Père Lizier de Bardies | 15 avril 2020
Comme au soir de Pâques, la liturgie du Mercredi de Pâques, nous fait lire l'évangile des Pèlerins d'Emmaüs.
Ces fameux disciples qui quittent Jérusalem pour se rendre à Emmaüs sont-ils des pèlerins, comme on les nomme ? Au sens religieux, pas encore ; au sens étymologique, certainement. Ils vont leur chemin, traversant un espace. Mais ils ne traversent rien. La seule attention portée, c'est au passé, objet de leur échange. La vie s'est arrêtée. Tout s'est arrêté avec la mort de Jésus. Celle-ci a sonné la fin de leur espérance, la fin d'un compagnonnage. Ils n'arrêtent pas d'en parler… vous savez, ces mots ressassés indéfiniment quand ce qu'était la vie heureuse et prometteuse se trouve soudainement et irrémédiablement perdu. Des paroles pour dire le vide intérieur, la détresse, l'incertitude.
Ils sont rejoints là. Nous sommes aussi rejoints là. Dans l'immédiat, nous ne savons pas bien reconnaître celui qui nous rejoints. Bien sûr, la pleine reconnaissance ne se livre que dans le signe ineffable du don, le pain rompu, partagé, sacrement de la vie donnée. C'est à ce moment que les yeux s'ouvriront. Mais pour beaucoup de chrétiens aujourd'hui le temps d'une communion au ressuscité dans la célébration ecclésiale de l'eucharistie n'est pas encore proche, à cette heure de confinement.
Alors, il est alors utile de nous rappeler ceci :
– La Foi ne se vit pas sans mémoire, mémoire des chemins que Dieu a parcourus dans nos vies, mémoire des temps de rencontre. Les disciples d'Emmaüs dans leur joie et le souvenir de ce qui les habite vont aller vers les apôtres. Notre vie garde mémoire. Cultivons notre mémoire croyante. Souvenons-nous des passages de Dieu, comment le Seigneur nous a rejoints et nous rejoint à tout moment, de ce qui nous a été donné de découvrir, comment nos yeux se sont ouverts. Reprenons cela en nous-mêmes, sachons le partager. Ce temps bien particulier aujourd'hui nous convie spirituellement à reprendre les chemins parcourus, à faire mémoire.
– Si le sacrement, le signe du pain rompu et partagé est le moment plein de la rencontre et de la reconnaissance, ne perdons pas de vue toute la route, le chemin parcouru, avec ses moments successifs, ses étapes requises – ces étapes que nous retrouvons d'ailleurs dans le déroulement de la messe : se laisser rejoindre par Celui qui vient au cœur de notre existence, là où elle se tient. Écouter le Christ. Il dit la Parole. Il nous introduit dans le mystère de sa vie, de son être, dans sa paques et dans la nôtre.
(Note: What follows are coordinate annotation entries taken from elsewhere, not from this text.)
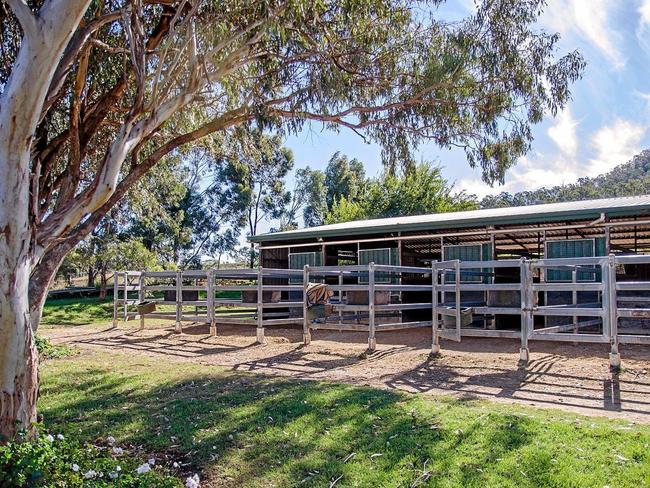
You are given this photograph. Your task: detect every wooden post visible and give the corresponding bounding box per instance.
[138,271,146,330]
[571,266,578,338]
[454,259,463,341]
[431,261,440,354]
[174,271,183,334]
[122,271,129,322]
[606,254,621,368]
[519,258,533,362]
[302,264,311,346]
[206,269,217,337]
[339,271,343,325]
[257,266,266,344]
[113,271,120,327]
[368,263,377,351]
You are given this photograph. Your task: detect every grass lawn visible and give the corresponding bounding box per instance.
[41,292,251,327]
[41,297,113,326]
[39,353,650,488]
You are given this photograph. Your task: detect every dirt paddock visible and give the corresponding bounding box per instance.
[43,321,650,423]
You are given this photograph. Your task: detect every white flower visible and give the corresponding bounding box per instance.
[185,474,201,488]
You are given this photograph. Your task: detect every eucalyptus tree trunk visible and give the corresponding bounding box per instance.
[0,0,90,442]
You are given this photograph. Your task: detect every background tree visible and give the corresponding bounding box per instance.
[325,163,478,224]
[325,151,366,208]
[296,166,329,227]
[0,0,584,437]
[481,149,650,208]
[214,127,294,268]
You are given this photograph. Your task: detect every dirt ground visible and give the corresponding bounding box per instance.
[43,321,650,423]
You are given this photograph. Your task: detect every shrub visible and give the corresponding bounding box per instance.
[34,336,78,360]
[0,428,183,488]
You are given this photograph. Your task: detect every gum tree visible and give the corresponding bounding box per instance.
[0,0,584,438]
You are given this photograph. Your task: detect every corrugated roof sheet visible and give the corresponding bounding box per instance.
[249,195,650,242]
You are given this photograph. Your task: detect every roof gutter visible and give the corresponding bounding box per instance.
[258,213,650,250]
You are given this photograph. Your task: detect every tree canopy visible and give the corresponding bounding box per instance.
[325,163,478,224]
[481,149,650,208]
[0,0,584,436]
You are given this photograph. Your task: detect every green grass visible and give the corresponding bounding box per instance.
[39,353,650,488]
[41,297,113,326]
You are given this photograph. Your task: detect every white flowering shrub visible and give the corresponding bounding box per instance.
[0,433,185,488]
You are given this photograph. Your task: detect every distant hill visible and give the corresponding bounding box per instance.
[480,149,650,208]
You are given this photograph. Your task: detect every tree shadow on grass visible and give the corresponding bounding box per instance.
[36,363,572,486]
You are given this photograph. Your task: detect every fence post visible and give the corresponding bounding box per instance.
[519,258,533,362]
[431,261,440,354]
[113,271,120,328]
[607,254,621,368]
[257,266,266,344]
[122,271,129,322]
[368,263,377,351]
[206,269,217,337]
[174,270,183,334]
[302,264,311,346]
[138,271,146,329]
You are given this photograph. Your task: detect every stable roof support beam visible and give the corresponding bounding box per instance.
[302,264,311,346]
[257,266,266,345]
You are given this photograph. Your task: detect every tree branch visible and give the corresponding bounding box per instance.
[7,0,37,38]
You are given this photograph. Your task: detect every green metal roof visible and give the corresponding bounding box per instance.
[249,195,650,243]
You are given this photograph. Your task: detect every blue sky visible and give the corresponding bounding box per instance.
[286,0,650,200]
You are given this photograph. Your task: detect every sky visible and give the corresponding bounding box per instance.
[285,0,650,202]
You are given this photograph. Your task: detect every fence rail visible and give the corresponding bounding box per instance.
[113,255,650,365]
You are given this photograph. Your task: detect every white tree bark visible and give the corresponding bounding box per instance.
[0,0,90,440]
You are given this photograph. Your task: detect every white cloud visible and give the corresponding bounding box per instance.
[636,0,650,57]
[457,116,648,198]
[458,154,581,198]
[542,0,625,70]
[586,119,647,176]
[639,0,650,24]
[548,107,578,158]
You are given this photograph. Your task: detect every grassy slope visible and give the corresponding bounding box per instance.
[41,292,248,327]
[40,354,650,487]
[41,297,113,326]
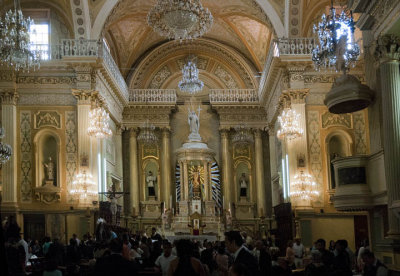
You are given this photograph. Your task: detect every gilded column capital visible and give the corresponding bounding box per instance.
[374,35,400,63]
[0,89,19,105]
[72,89,99,105]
À sa rencontre, nous découvrons Celui que nous cherchons. Mais ici encore, ce n'est jamais dans l'instant immédiat que cela se sait. La connaissance vient avec la reconnaissance, dans une grâce qui illumine le cœur et remplit l'existence, ouvrant sur un nouvel espace, faisant entrevoir un appel à aller ailleurs, autrement.
Nous connaissions Cléophas, l'un des deux (son nom ou surnom peut renvoyer à une famille de commerçant …son nom, nous dit-on, pouvant vouloir dire grosso modo « qui vend de tout » en araméen). L'autre disciple reste sans nom. Bien sûr on s'est toujours évertué, comme pour le bon larron, à lui en donner un. Laissons son nom disponible. Qui sait, c'est peut-être chacun de nous.